South Korean President Lee Jae-myung has ordered the exclusion of government officials who own multiple properties from any involvement in housing and real estate policymaking, a policy innovation that raises questions about conflicts of interest in governance and whether similar measures might be adopted in other nations grappling with housing affordability crises.
The directive, announced Sunday, targets officials who own expensive unoccupied properties or what the administration characterizes as "excessive" holdings. Those individuals will be barred from participating in discussions, policy formulation, reporting, and approval processes related to housing and real estate matters.
"Escaping the real estate republic is a central task for the grand transformation," President Lee stated in remarks announcing the policy. "There cannot be even a 0.1 percent flaw or hole regarding property policy."

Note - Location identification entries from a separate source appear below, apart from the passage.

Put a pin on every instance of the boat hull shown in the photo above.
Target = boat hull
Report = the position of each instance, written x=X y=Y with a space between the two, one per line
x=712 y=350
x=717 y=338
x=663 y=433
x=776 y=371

The measure represents an unusually direct acknowledgment that policymakers' personal financial interests may compromise their ability to craft policies serving the broader public interest—a tension that exists in most democracies but is rarely addressed through formal exclusionary measures.
Lee carefully distinguished between criticizing citizens who own multiple properties and holding government officials accountable for designing systems that enabled speculative real estate investment. "I'm not criticizing people who own multiple homes," he explained. "But public officials who created or turned a blind eye to these systems and then exploited them should face exclusion and potential sanctions."
The policy emerges from South Korea's severe housing affordability crisis, where property prices in Seoul have increased by more than 70 percent over the past decade while wage growth has remained largely stagnant. Young South Koreans face particular hardship, with average apartment prices in the capital now exceeding 20 times median annual income—among the most extreme ratios globally.